Por tanto, está claro que las emociones también son relevantes en contextos de migración, un tema importante, sobre todo en la actualidad. Hoy en día, las demarcaciones claras y la sensación inequívoca de pertenencia ya no son posibles «sin más» (Albrecht, 2016, pág. 1). En las sociedades actuales hay muchos marcos de referencia que se contradicen entre sí parcialmente. Estas contradicciones se pueden constatar incluso en un contexto social y aumentan cuando nos movemos en diferentes contextos sociales, como los procesos migratorios. Es por ello que afrontar la ambivalencia es uno de los principales retos en los procesos migratorios (Amelina, 2013, pág. 145). Por consiguiente, el control cognitivo o racional —por ejemplo, el que se lleva a cabo con el trabajo emocional (Hochschild, 1983)— no es el único mecanismo adecuado. Las emociones son cada vez más importantes para recorrer el propio camino en condiciones inciertas (Holmes, 2015, pág. 61) el concepto reflexividad emocional —introducido por primera vez por Mary Holmes y Ian Burkitt— trata este tipo de «recorrido». Mi artículo, señala la importancia que tienen los procesos de reflexividad emocional para las personas que se encuentran en procesos migratorios. Sin embargo, ¿cómo recorren las personas migrantes su camino emocional en condiciones inciertas? Y ¿a qué retos particulares enfrentan? Estas eran las preguntas que me interesaban.

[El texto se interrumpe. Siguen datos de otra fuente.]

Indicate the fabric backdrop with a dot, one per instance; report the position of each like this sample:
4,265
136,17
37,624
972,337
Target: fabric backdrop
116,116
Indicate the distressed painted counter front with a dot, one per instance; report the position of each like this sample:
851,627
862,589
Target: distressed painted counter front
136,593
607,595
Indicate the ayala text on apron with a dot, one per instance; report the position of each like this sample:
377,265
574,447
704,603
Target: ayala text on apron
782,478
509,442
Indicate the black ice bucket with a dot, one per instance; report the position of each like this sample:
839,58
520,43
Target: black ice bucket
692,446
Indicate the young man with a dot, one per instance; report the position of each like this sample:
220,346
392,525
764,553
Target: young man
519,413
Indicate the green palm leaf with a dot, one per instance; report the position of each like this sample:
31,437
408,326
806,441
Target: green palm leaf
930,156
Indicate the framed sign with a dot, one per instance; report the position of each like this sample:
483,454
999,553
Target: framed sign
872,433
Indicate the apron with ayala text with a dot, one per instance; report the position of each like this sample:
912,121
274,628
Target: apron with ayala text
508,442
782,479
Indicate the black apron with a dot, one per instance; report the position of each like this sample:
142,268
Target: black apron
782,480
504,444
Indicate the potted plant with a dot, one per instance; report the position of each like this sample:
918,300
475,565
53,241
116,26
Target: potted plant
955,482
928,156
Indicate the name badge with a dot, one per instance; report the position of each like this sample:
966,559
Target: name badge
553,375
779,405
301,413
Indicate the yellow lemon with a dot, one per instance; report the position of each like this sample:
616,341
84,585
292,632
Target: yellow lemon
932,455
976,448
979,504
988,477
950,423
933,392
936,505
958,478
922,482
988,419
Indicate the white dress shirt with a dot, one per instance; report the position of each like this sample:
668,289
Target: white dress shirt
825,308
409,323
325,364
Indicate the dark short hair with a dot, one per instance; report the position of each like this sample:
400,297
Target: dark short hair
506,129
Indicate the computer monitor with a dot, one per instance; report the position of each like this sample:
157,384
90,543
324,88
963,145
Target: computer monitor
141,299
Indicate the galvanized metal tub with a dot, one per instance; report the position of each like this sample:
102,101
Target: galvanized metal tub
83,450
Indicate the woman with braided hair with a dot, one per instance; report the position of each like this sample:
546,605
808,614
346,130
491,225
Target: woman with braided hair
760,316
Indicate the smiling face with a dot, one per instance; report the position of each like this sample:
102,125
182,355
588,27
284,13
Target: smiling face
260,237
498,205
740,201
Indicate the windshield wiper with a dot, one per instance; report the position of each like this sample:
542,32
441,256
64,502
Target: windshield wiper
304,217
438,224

Para analizar estas cuestiones, hubo que modificar ligeramente las definiciones anteriores de reflexividad emocional de Burkitt y Holmes: definí reflexividad emocional como el proceso de ajuste interno entre la actividad y la pasividad emocionales. Como actividad emocional, definí, por ejemplo, la influencia (cognitiva) de las emociones, que se lleva a cabo con el trabajo emocional (Hochschild, 1983). Por el contrario, la pasividad emocional consiste en dejar fluir las emociones sin intentar modificarlas cognitivamente. El resultado de este proceso es visible por medio de un nivel de acción que también consiste en no emprender ninguna acción (Helfferich, 2012).

Concretamente, en contextos migratorios, la influencia cognitiva de las emociones resulta necesaria para afrontar tanto experiencias de racismo como exigencias de integrarse en el contexto de llegada (Alemania, en estos casos) cumpliendo unas expectativas de eficiencia. En mi artículo, mencionaba el caso de Caven, que emigró de Etiopía a Alemania. En la entrevista habla de una experiencia racista en Alemania: «Por eso, si tengo que ir a la ciudad de F. o así, voy a la estación. Una vez esperaba el tren tranquilamente en un rinconcito y no paraban de venir a pedirme la identificación, una y otra vez. Uf, era muy pesado, siempre igual (ríe). “¿Qué hay de extraño realmente? O ¿cómo me comporto?”, y luego pensaba “De acuerdo, quizás es culpa mía y tengo que cambiar mi comportamiento para con la gente”. No me daba cuenta todavía, pero intentaba […] me esforzaba por integrarme». (Entrevista a Caven, líneas 95 a 119)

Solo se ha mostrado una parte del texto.